GeolinQ
Spatial Data Management

Informatieproducten op maat

Gebruikers hebben informatieproducten nodig om werkprocessen uit te voeren en beslissingen te nemen. Informatieproducten zijn gebaseerd op ingewonnen brondata van de organisatie. In GeolinQ bestaat de integratie van brondata naar informatieproducten uit een keten van afgeleide datasets en verwerkingsprocessen. In het flexibel datamodel worden wijzingen in de brondata automatisch in de keten verwerkt zodat de informatieproducten direct geactualiseerd worden als de brondata is gewijzigd.

Combineren van brondata

Gegevens uit verschillende databronnen kunnen gecombineerd worden tot een informatieproduct door te koppelen op een gemeenschappelijke objectkenmerk. Gegevens in eigen beheer kunnen bijvoorbeeld gekoppeld aan de BAGid uit de Basisregistratie Adressen en Gebouwen (BAG) zodat de eigen gegevens met de geometrieën uit de BAG op de kaart kunnen worden getoond. In GeolinQ worden databronnen in het flexibel datamodel door middel van referenties aan elkaar gekoppeld.

Decentraal ingewonnen gegevens kunnen samengevoegd worden tot één informatieproduct. Gemeentelijke ruimtelijke ordeningsplannen van een provincie kunnen bijvoorbeeld tot één informatieproduct ruimtelijke ordening op provinciaal niveau samengevoegd worden. In het flexibel datamodel van GeolinQ worden brondatasets samengevoegd tot één uniondataset.

Gegevens uit verschillende databronnen kunnen ook gecombineerd worden op basis van een geometrie. Door de ligging van een kabel te doorsnijden met grondsoorten wordt inzichtelijk in welke grondsoorten de kabel gelegd zal worden. Op basis van de graafkosten per grondsoort kunnen in GeolinQ vervolgens eenvoudig de graafkosten voor aanleg van de kabel berekend worden. Met het doorsnijdingsproces is het doorsnijden van datasets op basis van geometrie eenvoudig in GeolinQ te configureren.

Selecteren van brondata

Informatieproducten kunnen bestaan uit een selectie van relevante brondata. Voorbeelden van informatieproducten waarbij een selectie op brondata is gemaakt zijn:

  • De vastgoedeigenaren uit de BRK met vastgoed met een waarde hoger dan € 500.000,-
  • De hoogspanningskabels uit de KLIC melding in het gebied van geplande werkzaamheden.
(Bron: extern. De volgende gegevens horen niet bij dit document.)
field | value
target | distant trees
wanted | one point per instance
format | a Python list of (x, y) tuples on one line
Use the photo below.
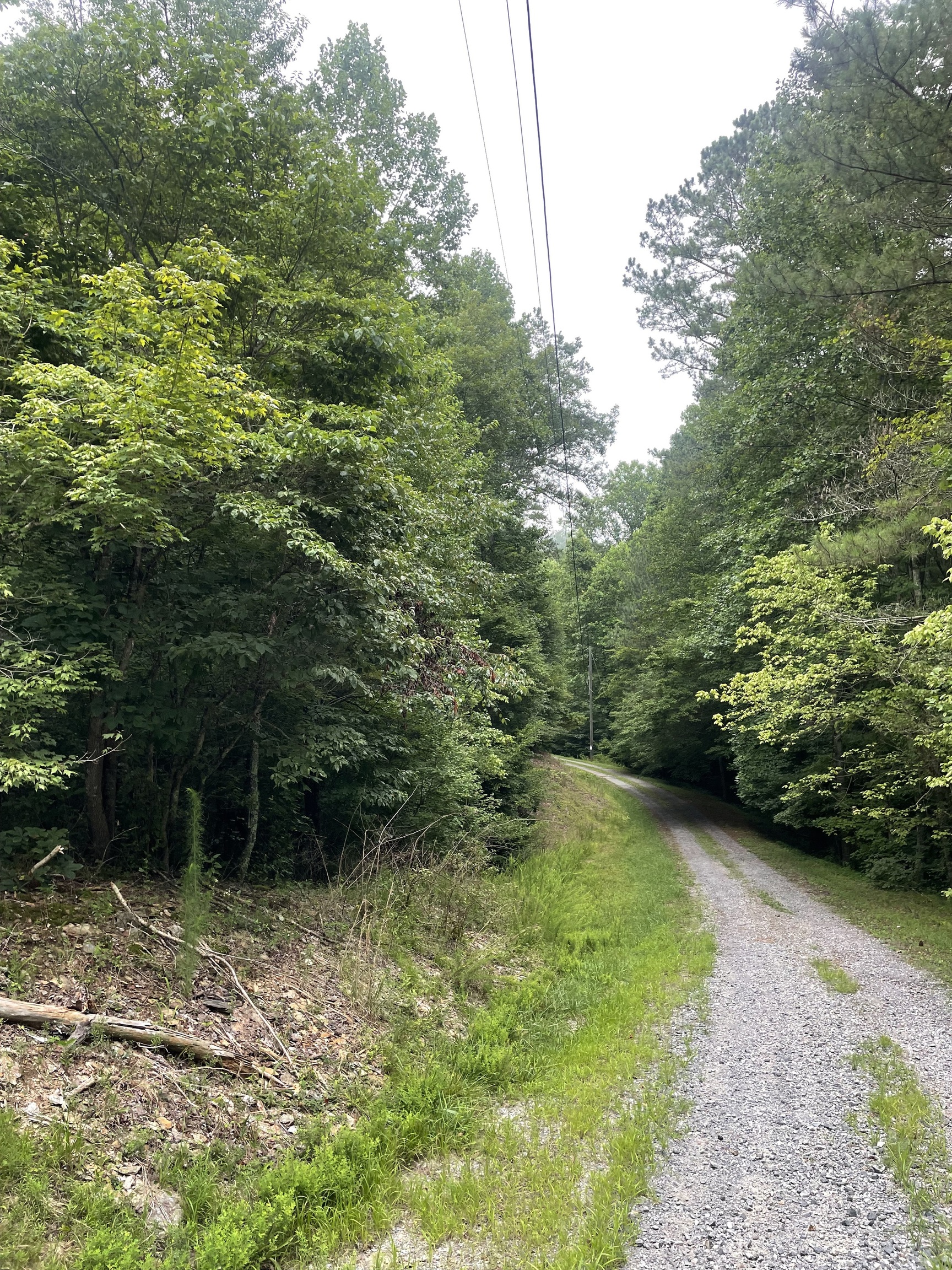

In viewdatasets kunnen onder andere selecties van brondata in GeolinQ worden gemaakt door het configureren van conditionele expressies.

Een informatieproduct op basis van puntenwolk- of rasterdata bestaat uit meerdere brondatasets als het informatieproduct meerdere inmeetgebieden beslaat. Een voorbeeld is één dataset met de meest actuele hoogtedata voor een gebied op basis meerdere ingemeten puntenwolken. Met ‘Seamless Point Surface’ (SPS ) kunnen overlappende puntenwolken- en rasterdatasets worden samengevoegd tot één informatieproduct door de beschikbare datasets te selecteren en te prioriteren op basis van de metadata. De overlap tussen inmeetgebieden wordt automatisch verwijderd zodat een aaneengesloten informatieproduct ontstaat met optimale datakwaliteit binnen het gebied.

Aggregeren van brondata

Informatieproducten zijn vaak gebaseerd op aggregatieberekeningen met feature data zoals:

  • De gemiddelde woningwaarde in een wijk
  • De totale lengte van de wegen in een gemeente
  • De totale oppervlakte van groenvoorzieningen in een gemeente

Met viewdatasets kunnen in het flexibel datamodel van GeolinQ ook draaitabellen worden geconfigureerd waarbij de brondata kan worden geaggregeerd met behulp van aggregatiefuncties zoals sommatie, gemiddelde, standaard deviatie.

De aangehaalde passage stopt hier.